Cloud Security and Managing Third-Party Risks

Recent data breaches, such as those experienced by the U.S. cloud provider, PCM¹, illustrated that cyberattackers were able to access both client email and file-sharing systems by accessing PCM’s administrative credentials. There was extensive coverage of this breach in SCMagazine, Information Security Buzz, and Infosecurity Magazine. It appears that the attackers had access to PCM’s administrative credentials which they used to manage all of their client Office 365 accounts. PCM is a very substantial company, and has a heavy investment in cybersecurity with over 4,000 employees, 2,000 customers and over $2 billion in revenue in 2018. You would expect that their clouds were properly configured and well protected.

In the event that an attacker can gain complete access to your email administration this may be a potential disaster. Most of the authentication for many of your other business accounts requires control of your email account. Further, by having access to your email account cyberattackers can find and reset perhaps dozens of related online accounts by sifting through the data within the compromised email account. All in all, this could be a disaster under most circumstances. Data protection is your responsibility, not the SaaS application provider, nor the cloud infrastructure services provider. When things go wrong you will be liable.

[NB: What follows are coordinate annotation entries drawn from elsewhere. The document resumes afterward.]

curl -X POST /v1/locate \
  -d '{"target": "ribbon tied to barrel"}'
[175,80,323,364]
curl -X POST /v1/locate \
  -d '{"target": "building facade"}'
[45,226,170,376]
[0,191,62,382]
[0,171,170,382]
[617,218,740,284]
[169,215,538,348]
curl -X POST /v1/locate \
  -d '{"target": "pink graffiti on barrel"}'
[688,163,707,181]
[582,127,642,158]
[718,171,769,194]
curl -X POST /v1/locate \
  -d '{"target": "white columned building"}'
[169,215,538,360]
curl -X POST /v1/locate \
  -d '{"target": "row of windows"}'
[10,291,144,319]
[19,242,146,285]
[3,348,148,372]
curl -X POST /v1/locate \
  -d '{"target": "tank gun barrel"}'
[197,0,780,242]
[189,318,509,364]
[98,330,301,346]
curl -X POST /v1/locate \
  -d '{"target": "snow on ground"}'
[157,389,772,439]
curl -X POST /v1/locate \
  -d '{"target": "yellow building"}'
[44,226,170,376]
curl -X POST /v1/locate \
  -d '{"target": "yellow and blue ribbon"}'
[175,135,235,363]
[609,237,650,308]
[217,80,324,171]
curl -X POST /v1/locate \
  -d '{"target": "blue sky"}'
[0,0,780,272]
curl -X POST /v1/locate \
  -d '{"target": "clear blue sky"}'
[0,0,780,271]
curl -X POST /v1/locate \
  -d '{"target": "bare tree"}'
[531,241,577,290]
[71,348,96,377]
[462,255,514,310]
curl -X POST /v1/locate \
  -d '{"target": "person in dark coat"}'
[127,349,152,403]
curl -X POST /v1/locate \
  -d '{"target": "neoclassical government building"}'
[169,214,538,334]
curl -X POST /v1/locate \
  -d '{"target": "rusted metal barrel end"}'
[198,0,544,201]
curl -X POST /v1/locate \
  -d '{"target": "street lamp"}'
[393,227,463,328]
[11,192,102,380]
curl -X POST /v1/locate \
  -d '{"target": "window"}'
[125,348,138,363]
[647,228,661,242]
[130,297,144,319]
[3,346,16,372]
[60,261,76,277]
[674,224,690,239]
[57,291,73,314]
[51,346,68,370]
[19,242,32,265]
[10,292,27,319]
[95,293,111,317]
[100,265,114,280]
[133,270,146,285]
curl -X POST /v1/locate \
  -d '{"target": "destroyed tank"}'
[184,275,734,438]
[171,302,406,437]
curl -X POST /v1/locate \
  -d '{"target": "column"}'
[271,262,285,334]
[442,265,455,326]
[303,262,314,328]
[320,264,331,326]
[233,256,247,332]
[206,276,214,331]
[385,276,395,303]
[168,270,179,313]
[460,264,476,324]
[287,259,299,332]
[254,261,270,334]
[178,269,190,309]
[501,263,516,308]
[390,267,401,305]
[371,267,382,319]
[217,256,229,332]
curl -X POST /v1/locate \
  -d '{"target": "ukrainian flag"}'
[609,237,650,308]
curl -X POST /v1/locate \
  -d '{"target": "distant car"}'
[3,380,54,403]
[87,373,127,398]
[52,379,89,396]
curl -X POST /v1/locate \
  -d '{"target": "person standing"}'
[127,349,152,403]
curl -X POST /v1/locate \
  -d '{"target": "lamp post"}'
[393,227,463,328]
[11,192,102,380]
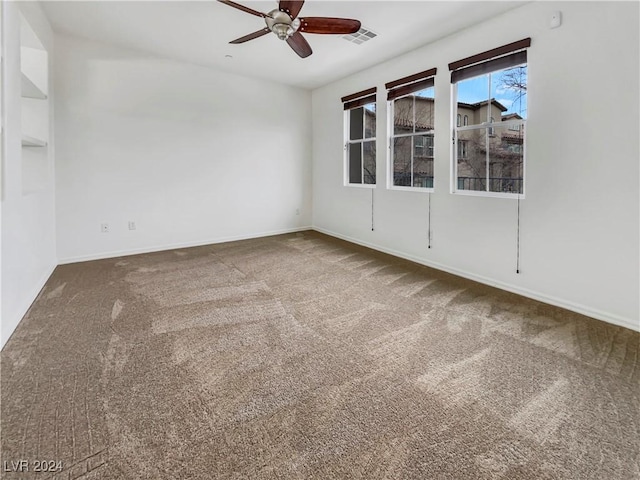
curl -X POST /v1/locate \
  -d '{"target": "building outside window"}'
[450,38,528,196]
[342,89,377,185]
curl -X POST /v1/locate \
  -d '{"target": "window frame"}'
[385,68,437,193]
[449,38,531,199]
[342,87,378,188]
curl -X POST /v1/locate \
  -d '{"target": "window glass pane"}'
[415,87,435,132]
[456,75,490,126]
[393,95,413,135]
[362,140,376,184]
[349,107,364,140]
[489,125,524,193]
[348,142,362,183]
[413,134,433,188]
[364,103,376,138]
[457,128,487,191]
[393,137,411,187]
[413,133,433,160]
[491,65,527,120]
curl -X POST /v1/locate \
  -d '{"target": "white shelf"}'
[22,73,47,100]
[22,134,47,147]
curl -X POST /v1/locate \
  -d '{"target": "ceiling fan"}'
[218,0,360,58]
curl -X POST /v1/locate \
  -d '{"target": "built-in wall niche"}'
[20,15,51,194]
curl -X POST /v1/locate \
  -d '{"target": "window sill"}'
[387,185,433,193]
[344,183,376,188]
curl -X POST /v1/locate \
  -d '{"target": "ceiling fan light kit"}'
[218,0,360,58]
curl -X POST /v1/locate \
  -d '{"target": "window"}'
[458,140,469,161]
[449,39,531,196]
[342,88,376,185]
[386,68,436,191]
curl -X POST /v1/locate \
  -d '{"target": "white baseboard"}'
[58,226,312,265]
[0,263,57,350]
[312,226,640,332]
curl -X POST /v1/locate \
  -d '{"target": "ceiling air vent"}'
[342,28,378,45]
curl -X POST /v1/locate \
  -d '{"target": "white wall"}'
[55,35,311,263]
[313,2,640,329]
[0,2,56,346]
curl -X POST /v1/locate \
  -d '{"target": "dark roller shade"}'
[449,38,531,70]
[451,50,527,83]
[342,87,378,110]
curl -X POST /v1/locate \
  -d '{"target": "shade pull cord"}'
[427,193,431,248]
[516,195,520,274]
[371,188,373,232]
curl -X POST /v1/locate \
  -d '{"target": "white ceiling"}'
[42,0,522,89]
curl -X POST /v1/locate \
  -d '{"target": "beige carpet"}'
[1,232,640,480]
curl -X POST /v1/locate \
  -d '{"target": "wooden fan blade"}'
[280,0,304,18]
[229,27,271,43]
[287,32,313,58]
[218,0,268,18]
[298,17,360,34]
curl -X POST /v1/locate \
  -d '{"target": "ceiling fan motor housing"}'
[264,10,300,40]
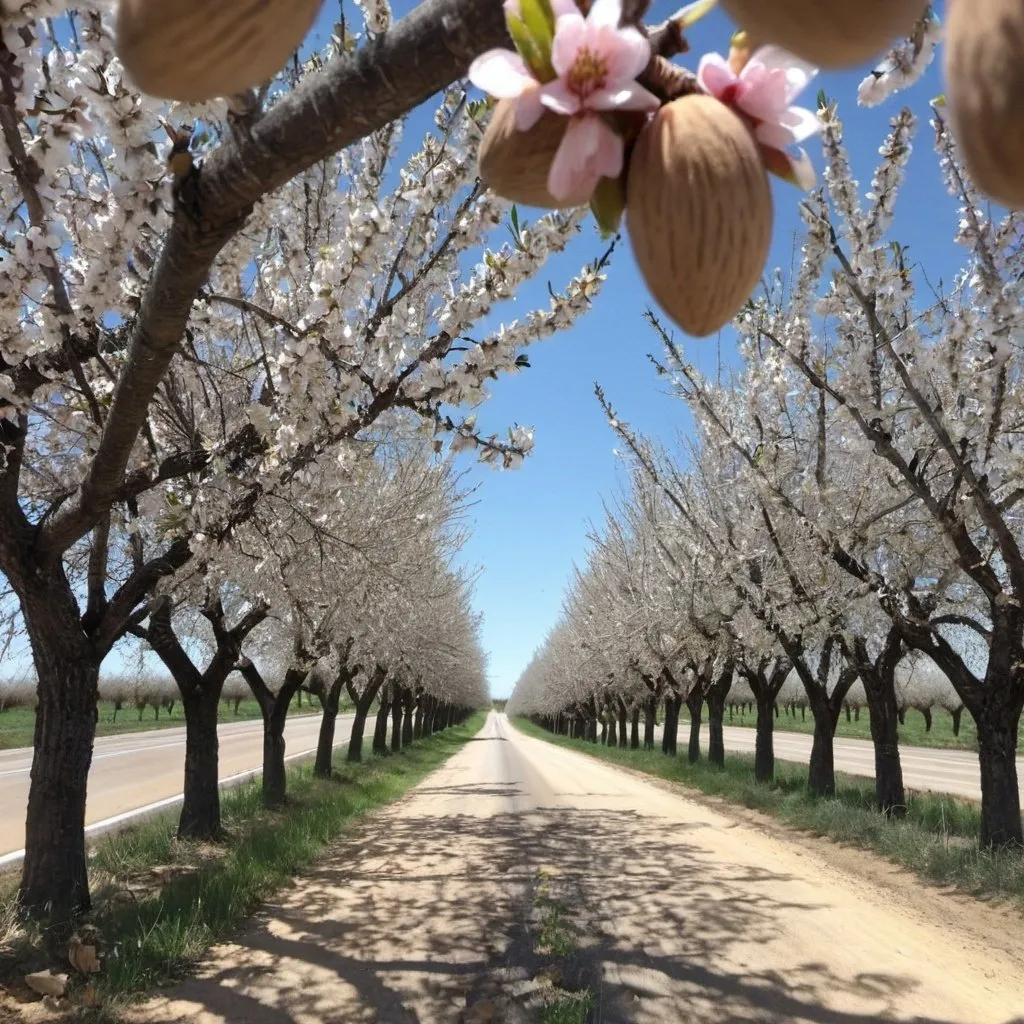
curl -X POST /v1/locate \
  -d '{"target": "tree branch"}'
[37,0,507,561]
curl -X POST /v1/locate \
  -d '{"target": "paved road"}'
[0,715,352,856]
[655,722,1024,808]
[132,715,1024,1024]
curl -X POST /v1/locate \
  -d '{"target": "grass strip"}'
[0,694,331,751]
[704,706,1024,753]
[4,712,484,1020]
[514,718,1024,908]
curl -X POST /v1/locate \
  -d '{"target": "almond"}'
[945,0,1024,210]
[117,0,323,102]
[626,95,772,337]
[721,0,927,68]
[477,99,590,210]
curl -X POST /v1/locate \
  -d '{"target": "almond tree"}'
[748,99,1024,847]
[0,0,599,921]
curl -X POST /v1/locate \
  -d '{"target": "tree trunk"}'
[686,687,703,765]
[807,701,836,797]
[754,694,775,782]
[18,618,100,931]
[178,687,223,840]
[374,694,391,754]
[643,696,657,751]
[263,715,288,807]
[662,694,682,758]
[240,662,309,807]
[708,667,732,768]
[974,708,1024,850]
[401,689,416,746]
[391,690,402,754]
[313,674,345,778]
[860,672,906,818]
[345,700,370,763]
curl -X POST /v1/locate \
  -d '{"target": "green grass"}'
[0,693,335,751]
[515,718,1024,908]
[541,989,594,1024]
[708,708,1024,751]
[4,713,484,1019]
[534,870,595,1024]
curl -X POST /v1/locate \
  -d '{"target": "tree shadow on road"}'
[105,770,1013,1024]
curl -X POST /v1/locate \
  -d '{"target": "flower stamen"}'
[565,46,608,99]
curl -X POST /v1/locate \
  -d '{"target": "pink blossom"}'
[697,46,821,188]
[469,0,580,131]
[469,0,658,202]
[541,0,658,199]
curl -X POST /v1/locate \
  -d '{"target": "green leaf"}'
[673,0,718,32]
[590,177,626,239]
[519,0,555,53]
[505,14,556,82]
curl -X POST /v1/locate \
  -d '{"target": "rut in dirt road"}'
[132,715,1024,1024]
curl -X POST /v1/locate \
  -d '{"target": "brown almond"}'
[945,0,1024,210]
[626,96,772,338]
[117,0,323,102]
[721,0,927,68]
[477,99,590,210]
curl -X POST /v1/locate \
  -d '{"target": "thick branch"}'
[38,0,507,559]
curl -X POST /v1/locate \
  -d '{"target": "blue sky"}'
[4,0,959,696]
[413,0,958,696]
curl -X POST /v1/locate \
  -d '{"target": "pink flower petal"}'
[736,65,787,122]
[697,53,736,96]
[551,10,587,78]
[548,116,610,202]
[790,150,818,191]
[540,78,583,117]
[585,82,662,111]
[587,0,623,29]
[604,26,650,81]
[469,50,537,99]
[782,106,821,142]
[752,46,818,103]
[515,89,544,131]
[591,118,626,178]
[754,121,797,150]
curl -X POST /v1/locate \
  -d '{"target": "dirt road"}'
[133,715,1024,1024]
[0,715,352,856]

In context, this attack on PCM was strikingly similar to the cyberattack against India-based Wipro. During the Wipro attack their internal credentials were compromised and used to obtain customer data. The attacks have not been proven to be linked, but there are many similarities. These attackers were able to exploit one of the many attack vectors which present top cloud security threats. Other risks include insecure API interfaces, system vulnerabilities, account hijacking, malicious insiders, malware, advanced persistent threats, and much more. 

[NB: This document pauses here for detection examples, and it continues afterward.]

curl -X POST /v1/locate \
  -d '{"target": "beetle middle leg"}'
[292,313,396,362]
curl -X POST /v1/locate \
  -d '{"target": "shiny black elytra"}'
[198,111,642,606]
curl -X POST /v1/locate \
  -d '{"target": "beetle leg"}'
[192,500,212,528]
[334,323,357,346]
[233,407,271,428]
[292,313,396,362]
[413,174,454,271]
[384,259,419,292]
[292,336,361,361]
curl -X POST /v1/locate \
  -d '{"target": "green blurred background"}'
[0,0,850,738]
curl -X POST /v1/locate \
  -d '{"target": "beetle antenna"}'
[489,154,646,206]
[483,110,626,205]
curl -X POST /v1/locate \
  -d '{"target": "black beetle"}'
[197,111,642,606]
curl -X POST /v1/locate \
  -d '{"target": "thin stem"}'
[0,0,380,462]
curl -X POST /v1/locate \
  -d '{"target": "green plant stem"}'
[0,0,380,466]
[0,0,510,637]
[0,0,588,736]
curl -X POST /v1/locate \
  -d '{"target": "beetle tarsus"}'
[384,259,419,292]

It has become very apparent that attackers will penetrate your on-premise and cloud networks at some point. It is almost unavoidable. You cannot build a wall and keep attackers out. The only thing you can really control is how well you can minimize their opportunities for breach, make sure your security controls are working as expected (perhaps operationalize MITRE ATT&CK or a similar protocol), detect them closer to the time of the initially breach and reduce their time moving freely within your network (dwell time). Most important, you must restrict their access to data at every turn they make while they are active within your network. Of course, once detected you must shut them down rapidly and then return to normal business operations. 

There is quite a bit of light at the end of an otherwise very dark tunnel. The data protection capabilities of Cloud Access Security Brokers provide the ace in the hole and the insurance policy that you required to protect your cloud-based instances and the supply chain you depend upon. 

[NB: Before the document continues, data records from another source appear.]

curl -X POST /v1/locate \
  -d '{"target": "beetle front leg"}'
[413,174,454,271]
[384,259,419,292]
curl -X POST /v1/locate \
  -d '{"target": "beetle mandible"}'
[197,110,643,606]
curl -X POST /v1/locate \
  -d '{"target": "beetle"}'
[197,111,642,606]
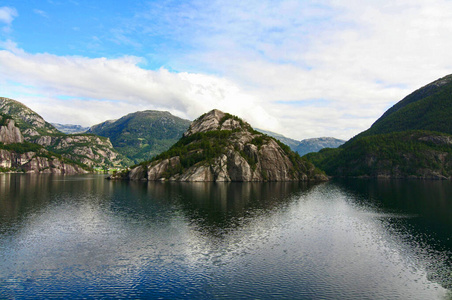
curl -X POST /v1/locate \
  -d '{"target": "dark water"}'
[0,175,452,299]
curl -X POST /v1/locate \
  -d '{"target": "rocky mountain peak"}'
[184,109,247,137]
[110,109,327,182]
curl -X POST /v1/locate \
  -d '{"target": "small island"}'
[109,109,328,182]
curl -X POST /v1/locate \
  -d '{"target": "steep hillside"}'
[88,110,190,163]
[0,114,89,174]
[50,123,89,134]
[358,75,452,137]
[306,75,452,179]
[0,98,123,168]
[112,110,326,181]
[256,128,345,156]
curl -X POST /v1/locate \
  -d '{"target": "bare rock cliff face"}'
[34,135,121,167]
[0,117,88,175]
[0,116,24,145]
[111,110,327,182]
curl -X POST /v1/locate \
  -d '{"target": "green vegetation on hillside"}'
[90,111,190,163]
[306,75,452,178]
[305,131,452,177]
[150,130,234,175]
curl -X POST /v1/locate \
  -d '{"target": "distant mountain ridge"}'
[50,123,89,134]
[307,75,452,179]
[256,128,345,156]
[87,110,191,163]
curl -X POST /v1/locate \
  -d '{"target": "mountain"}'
[50,123,89,134]
[111,110,327,181]
[256,128,345,156]
[256,128,300,151]
[305,75,452,179]
[0,114,89,174]
[0,98,123,174]
[88,110,190,163]
[357,75,452,137]
[294,137,345,156]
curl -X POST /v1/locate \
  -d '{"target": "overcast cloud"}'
[0,0,452,139]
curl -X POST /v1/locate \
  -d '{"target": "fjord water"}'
[0,174,452,299]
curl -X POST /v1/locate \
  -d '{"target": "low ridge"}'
[110,109,327,181]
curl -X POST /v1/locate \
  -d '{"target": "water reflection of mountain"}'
[121,182,318,235]
[335,179,452,289]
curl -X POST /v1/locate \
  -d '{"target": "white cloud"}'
[0,42,275,130]
[0,6,18,32]
[0,0,452,139]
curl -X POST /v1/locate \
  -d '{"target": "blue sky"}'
[0,0,452,139]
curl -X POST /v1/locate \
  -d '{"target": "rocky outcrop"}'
[0,149,89,175]
[111,110,327,181]
[0,116,88,175]
[0,97,123,168]
[35,135,122,167]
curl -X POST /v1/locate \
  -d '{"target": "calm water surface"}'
[0,174,452,299]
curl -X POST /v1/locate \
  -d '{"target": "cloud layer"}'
[0,0,452,139]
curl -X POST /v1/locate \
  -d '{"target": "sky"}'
[0,0,452,140]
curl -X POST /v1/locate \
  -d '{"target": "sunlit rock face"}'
[111,109,327,182]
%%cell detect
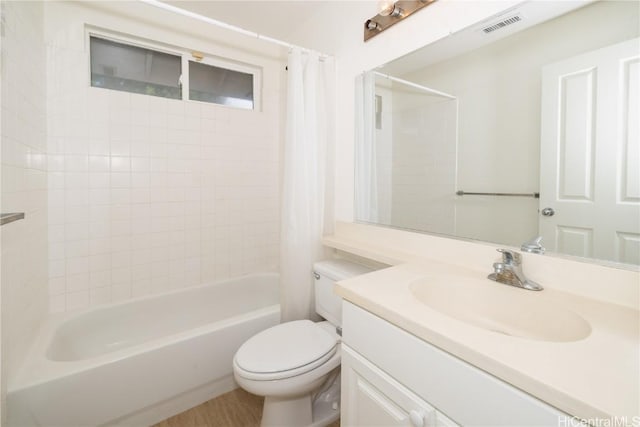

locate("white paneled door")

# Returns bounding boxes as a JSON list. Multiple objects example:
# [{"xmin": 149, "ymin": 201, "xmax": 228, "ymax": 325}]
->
[{"xmin": 540, "ymin": 39, "xmax": 640, "ymax": 264}]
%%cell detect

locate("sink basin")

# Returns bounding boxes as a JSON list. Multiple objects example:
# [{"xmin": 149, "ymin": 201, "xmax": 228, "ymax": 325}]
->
[{"xmin": 409, "ymin": 277, "xmax": 591, "ymax": 342}]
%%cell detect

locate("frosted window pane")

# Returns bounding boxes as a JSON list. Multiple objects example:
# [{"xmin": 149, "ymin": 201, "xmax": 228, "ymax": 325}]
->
[
  {"xmin": 91, "ymin": 37, "xmax": 182, "ymax": 99},
  {"xmin": 189, "ymin": 61, "xmax": 253, "ymax": 110}
]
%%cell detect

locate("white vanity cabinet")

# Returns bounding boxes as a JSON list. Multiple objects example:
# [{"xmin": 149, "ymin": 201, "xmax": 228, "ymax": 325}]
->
[
  {"xmin": 341, "ymin": 301, "xmax": 580, "ymax": 427},
  {"xmin": 340, "ymin": 345, "xmax": 457, "ymax": 427}
]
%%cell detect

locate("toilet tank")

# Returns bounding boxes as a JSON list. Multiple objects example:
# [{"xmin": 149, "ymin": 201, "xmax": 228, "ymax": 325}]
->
[{"xmin": 313, "ymin": 259, "xmax": 373, "ymax": 326}]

CASB can bring important and critical features for threat and data protection, including Zero Trust end-to-end encryption, data masking, multi-cloud support, and much more. CASB technologies such as data loss prevention (DLP), native device management, secure offline data access, automated PII anonymization, and digital rights management can also provide the protection your data will need to stay secure. In the final analysis, data which is secured by encryption cannot be, by definition, breached, as the attacker has no access to it. Comprehensive encryption which is dynamically and automatically applied is the key to securing your kingdom.

CipherCloud aligns our approach for encryption with the tenets of Zero Trust. Zero Trust end-to-end encryption is the most comprehensive approach to data pseudonymization available today. Zero Trust ensures that your enterprise will have complete and continuous control over sensitive data (e.g. PII, PHI, IP, confidential documents), regardless of whether or not it is structured, unstructured, on-premise, in the cloud, or on an endpoint device.

The CipherCloud CASB encrypts data at the boundary of the enterprise so that data in the cloud is always safe. This is true regardless of how the data is being used or processed within the application. This applies when the data is in transit (through the network); within the cloud application layer, API, middleware, or memory; in use (on the client device); and at rest (in the database). The encrypted data is completely protected 100 percent of the time. 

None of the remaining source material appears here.